Colón indicó que, aunque haya modificaciones en la estructura de la JSF, el Gobierno de Puerto Rico sigue teniendo la habilidad para proteger y gestionar los intereses del país en el ámbito energético. Enfatizó que las tareas fundamentales, como asegurar el abastecimiento de combustible, la estabilidad del sistema eléctrico y la seguridad energética, continuarán avanzando sin interrupciones, dado que son obligaciones que no puede delegar el Ejecutivo.
El funcionario destacó que los proyectos en marcha, así como las negociaciones relacionadas con la infraestructura y el abastecimiento energético, no se verán interrumpidos por las modificaciones en el organismo fiscal. Según precisó, las determinaciones sobre políticas y contratos del sector seguirán basándose en criterios técnicos y en el interés público.
Uno de los temas que ha generado mayor atención es el contrato con la empresa New Fortress Energy (NFE), que opera el único terminal de gas natural en el norte de Puerto Rico desde 2018 bajo un acuerdo de arrendamiento de muelle. Colón ha cuestionado la validez de este contrato, al considerar que debió ser evaluado por la JSF en su momento, lo que podría implicar que sea anulable.
A pesar de estos comentarios, el representante afirmó que el convenio con NFE seguirá llevándose a cabo según lo acordado y que el Ejecutivo está investigando formas de diversificar la llegada de suministradores para disminuir la dependencia de un único proveedor. Según lo declarado, esta meta pretende reforzar la seguridad enérgica y propiciar condiciones más competitivas para el mercado nacional.

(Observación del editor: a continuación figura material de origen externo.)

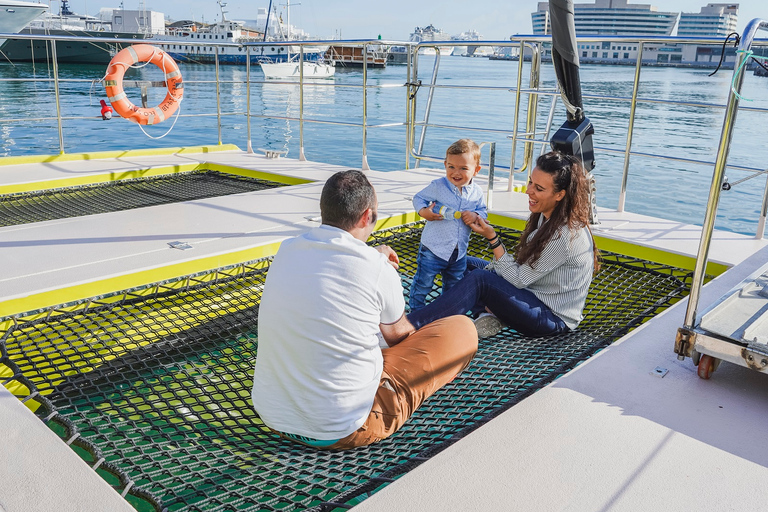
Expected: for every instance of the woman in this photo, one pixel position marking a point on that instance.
(540, 290)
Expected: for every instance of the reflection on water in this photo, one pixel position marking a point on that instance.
(674, 190)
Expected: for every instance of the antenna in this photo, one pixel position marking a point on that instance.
(222, 5)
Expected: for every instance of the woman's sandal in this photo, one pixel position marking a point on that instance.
(487, 325)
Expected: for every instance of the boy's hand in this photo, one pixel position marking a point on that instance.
(469, 217)
(427, 213)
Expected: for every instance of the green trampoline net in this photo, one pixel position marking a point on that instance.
(152, 387)
(126, 194)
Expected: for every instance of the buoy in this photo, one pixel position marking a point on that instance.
(113, 84)
(106, 111)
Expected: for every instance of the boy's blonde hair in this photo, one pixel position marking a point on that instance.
(462, 146)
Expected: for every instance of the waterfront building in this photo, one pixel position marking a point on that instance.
(611, 18)
(713, 20)
(620, 18)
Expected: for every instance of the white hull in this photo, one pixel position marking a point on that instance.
(14, 16)
(278, 70)
(444, 50)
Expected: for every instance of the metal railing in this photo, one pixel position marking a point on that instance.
(726, 134)
(532, 48)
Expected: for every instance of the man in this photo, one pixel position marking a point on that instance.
(321, 378)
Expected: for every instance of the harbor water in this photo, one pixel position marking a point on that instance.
(674, 124)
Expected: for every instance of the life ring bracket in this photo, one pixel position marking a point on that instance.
(113, 84)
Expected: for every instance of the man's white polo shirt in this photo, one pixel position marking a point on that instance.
(319, 363)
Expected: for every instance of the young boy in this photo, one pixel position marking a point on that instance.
(444, 241)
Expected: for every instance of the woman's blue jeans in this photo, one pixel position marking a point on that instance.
(480, 289)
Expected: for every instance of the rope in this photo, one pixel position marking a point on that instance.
(749, 54)
(722, 51)
(168, 88)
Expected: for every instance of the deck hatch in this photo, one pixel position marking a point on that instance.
(158, 383)
(126, 194)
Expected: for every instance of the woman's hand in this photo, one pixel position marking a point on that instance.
(479, 225)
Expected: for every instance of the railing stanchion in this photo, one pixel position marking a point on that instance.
(56, 92)
(763, 211)
(516, 119)
(218, 93)
(630, 128)
(302, 158)
(491, 169)
(248, 95)
(429, 102)
(409, 79)
(365, 166)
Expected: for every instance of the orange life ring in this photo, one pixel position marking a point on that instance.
(113, 83)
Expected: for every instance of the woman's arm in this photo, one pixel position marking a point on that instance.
(479, 225)
(554, 254)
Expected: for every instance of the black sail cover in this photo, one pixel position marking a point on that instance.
(575, 135)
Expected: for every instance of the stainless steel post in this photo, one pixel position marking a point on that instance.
(302, 158)
(491, 169)
(408, 107)
(248, 95)
(731, 109)
(413, 56)
(521, 58)
(56, 93)
(365, 107)
(631, 127)
(763, 211)
(431, 94)
(533, 107)
(218, 93)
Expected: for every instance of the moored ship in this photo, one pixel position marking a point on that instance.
(113, 23)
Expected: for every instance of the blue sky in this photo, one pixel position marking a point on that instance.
(393, 19)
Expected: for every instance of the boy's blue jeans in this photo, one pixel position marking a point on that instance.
(518, 308)
(427, 267)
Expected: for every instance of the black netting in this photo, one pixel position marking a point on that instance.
(155, 387)
(123, 195)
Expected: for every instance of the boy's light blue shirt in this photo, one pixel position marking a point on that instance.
(443, 236)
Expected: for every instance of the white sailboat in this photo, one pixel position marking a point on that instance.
(292, 67)
(16, 15)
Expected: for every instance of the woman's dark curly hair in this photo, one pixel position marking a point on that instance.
(573, 210)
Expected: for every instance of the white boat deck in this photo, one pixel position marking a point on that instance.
(609, 435)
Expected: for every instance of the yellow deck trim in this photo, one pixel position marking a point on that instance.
(110, 176)
(93, 289)
(253, 173)
(627, 248)
(43, 300)
(102, 155)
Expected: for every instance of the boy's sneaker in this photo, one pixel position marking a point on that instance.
(487, 325)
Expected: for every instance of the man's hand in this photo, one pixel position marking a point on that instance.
(427, 213)
(397, 332)
(481, 226)
(390, 254)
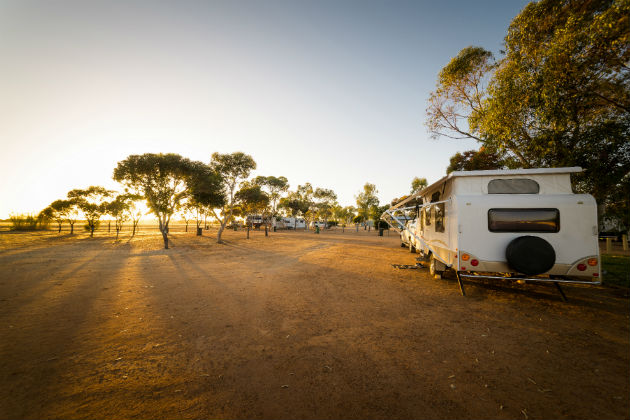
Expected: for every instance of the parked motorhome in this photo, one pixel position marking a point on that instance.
(524, 223)
(406, 238)
(254, 220)
(317, 223)
(292, 223)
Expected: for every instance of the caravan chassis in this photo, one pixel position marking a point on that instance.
(388, 216)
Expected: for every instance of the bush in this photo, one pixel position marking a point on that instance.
(24, 222)
(96, 226)
(381, 224)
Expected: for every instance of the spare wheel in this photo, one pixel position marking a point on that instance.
(530, 255)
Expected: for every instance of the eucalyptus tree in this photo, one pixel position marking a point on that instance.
(252, 199)
(325, 199)
(162, 179)
(233, 168)
(55, 211)
(118, 208)
(559, 95)
(206, 192)
(367, 201)
(91, 202)
(275, 186)
(417, 184)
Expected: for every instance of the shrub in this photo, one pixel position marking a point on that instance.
(24, 222)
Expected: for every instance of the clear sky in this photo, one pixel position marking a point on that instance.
(328, 92)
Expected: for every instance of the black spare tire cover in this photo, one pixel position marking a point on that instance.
(530, 255)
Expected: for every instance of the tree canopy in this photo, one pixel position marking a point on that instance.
(163, 179)
(559, 95)
(232, 168)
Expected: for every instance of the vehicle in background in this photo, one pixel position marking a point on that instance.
(291, 223)
(317, 223)
(406, 238)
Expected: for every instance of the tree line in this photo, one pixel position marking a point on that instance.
(222, 190)
(559, 95)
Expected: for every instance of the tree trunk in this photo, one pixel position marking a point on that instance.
(165, 237)
(220, 232)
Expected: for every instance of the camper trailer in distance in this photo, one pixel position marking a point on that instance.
(525, 224)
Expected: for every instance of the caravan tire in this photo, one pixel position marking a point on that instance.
(530, 255)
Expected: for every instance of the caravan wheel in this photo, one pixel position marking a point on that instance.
(433, 266)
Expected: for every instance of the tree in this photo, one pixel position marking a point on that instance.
(417, 184)
(325, 199)
(367, 201)
(163, 180)
(56, 211)
(560, 95)
(233, 168)
(92, 203)
(251, 198)
(206, 191)
(275, 186)
(118, 208)
(476, 160)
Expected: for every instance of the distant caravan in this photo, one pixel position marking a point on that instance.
(522, 224)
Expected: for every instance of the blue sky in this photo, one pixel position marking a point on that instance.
(328, 92)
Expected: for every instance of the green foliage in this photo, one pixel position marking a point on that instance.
(367, 202)
(560, 96)
(274, 186)
(24, 222)
(417, 184)
(325, 200)
(617, 270)
(476, 160)
(163, 179)
(251, 198)
(91, 202)
(233, 168)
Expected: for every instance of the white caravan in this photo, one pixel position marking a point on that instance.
(293, 223)
(525, 224)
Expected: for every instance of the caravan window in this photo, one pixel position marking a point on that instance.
(439, 217)
(513, 186)
(523, 220)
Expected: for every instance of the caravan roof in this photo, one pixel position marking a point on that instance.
(537, 172)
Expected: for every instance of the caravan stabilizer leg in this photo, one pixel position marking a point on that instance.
(564, 298)
(461, 285)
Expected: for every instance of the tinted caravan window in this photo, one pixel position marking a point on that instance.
(513, 186)
(439, 217)
(523, 220)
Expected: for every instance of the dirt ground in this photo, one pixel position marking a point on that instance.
(293, 326)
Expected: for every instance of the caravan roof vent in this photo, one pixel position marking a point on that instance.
(513, 186)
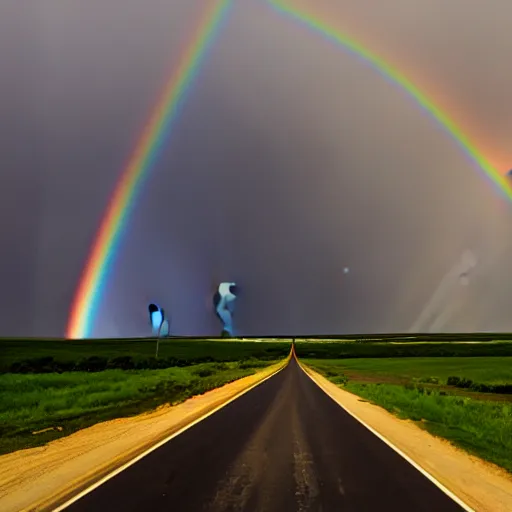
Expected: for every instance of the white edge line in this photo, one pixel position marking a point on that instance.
(161, 443)
(395, 448)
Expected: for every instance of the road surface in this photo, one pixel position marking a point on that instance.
(284, 446)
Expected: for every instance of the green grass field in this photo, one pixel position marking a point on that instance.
(359, 349)
(14, 351)
(481, 427)
(487, 370)
(75, 400)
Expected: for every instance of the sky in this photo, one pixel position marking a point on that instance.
(290, 161)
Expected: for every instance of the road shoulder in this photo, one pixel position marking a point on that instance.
(39, 478)
(482, 486)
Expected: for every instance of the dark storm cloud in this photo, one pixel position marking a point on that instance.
(291, 160)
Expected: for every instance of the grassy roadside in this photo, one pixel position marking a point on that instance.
(481, 427)
(140, 351)
(67, 402)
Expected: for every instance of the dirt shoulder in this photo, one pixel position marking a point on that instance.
(482, 486)
(39, 478)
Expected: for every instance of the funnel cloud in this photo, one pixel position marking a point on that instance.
(292, 167)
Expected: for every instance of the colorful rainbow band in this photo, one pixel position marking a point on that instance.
(156, 133)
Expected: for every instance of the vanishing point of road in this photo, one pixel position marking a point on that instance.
(283, 446)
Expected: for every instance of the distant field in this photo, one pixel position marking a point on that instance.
(72, 351)
(337, 350)
(407, 388)
(487, 370)
(70, 401)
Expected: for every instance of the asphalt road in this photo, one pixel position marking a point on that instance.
(284, 446)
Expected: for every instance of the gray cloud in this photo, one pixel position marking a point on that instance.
(290, 161)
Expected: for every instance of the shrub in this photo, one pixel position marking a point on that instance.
(92, 364)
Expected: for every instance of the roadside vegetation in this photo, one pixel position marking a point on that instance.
(37, 408)
(360, 349)
(48, 356)
(422, 390)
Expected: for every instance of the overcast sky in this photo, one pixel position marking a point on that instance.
(290, 161)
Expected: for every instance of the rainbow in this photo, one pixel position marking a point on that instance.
(147, 149)
(318, 26)
(156, 131)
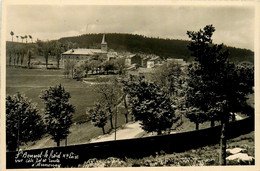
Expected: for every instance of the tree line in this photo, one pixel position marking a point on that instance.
(165, 48)
(22, 37)
(25, 124)
(209, 89)
(24, 54)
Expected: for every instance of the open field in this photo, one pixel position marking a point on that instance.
(204, 156)
(32, 81)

El debate sobre los contratos energéticos también se intensificó después de que un acuerdo propuesto con NFE para el suministro de gas natural licuado por 15 años fuera rechazado por la JSF. Este contrato, que incluía cláusulas consideradas desfavorables para el Estado, fue retirado del proceso por la Oficina de Alianzas Público-Privadas (3PPO). Colón detalló que los términos presentados fueron “impuestos” y no resultado de una negociación abierta, lo que motivó la decisión de no avanzar con la iniciativa.
El funcionario insistió en que la salida de los miembros de la JSF no significa un vacío en la supervisión de los procesos energéticos y que el Gobierno mantendrá una postura firme para garantizar que las inversiones y acuerdos respondan a las necesidades de la población y no a intereses externos.
En este contexto, Colón reiteró que el Ejecutivo seguirá impulsando políticas para asegurar la sostenibilidad del sistema eléctrico, optimizar la generación y fortalecer la infraestructura. También recalcó que las transformaciones en el sector energético se implementarán con transparencia y bajo un marco regulatorio que priorice el bienestar colectivo.
Así, la dirección intenta comunicar un mensaje de estabilidad y continuidad en un contexto fiscal que, a pesar de sus transformaciones, no alterará el plan establecido para el sector energético de Puerto Rico.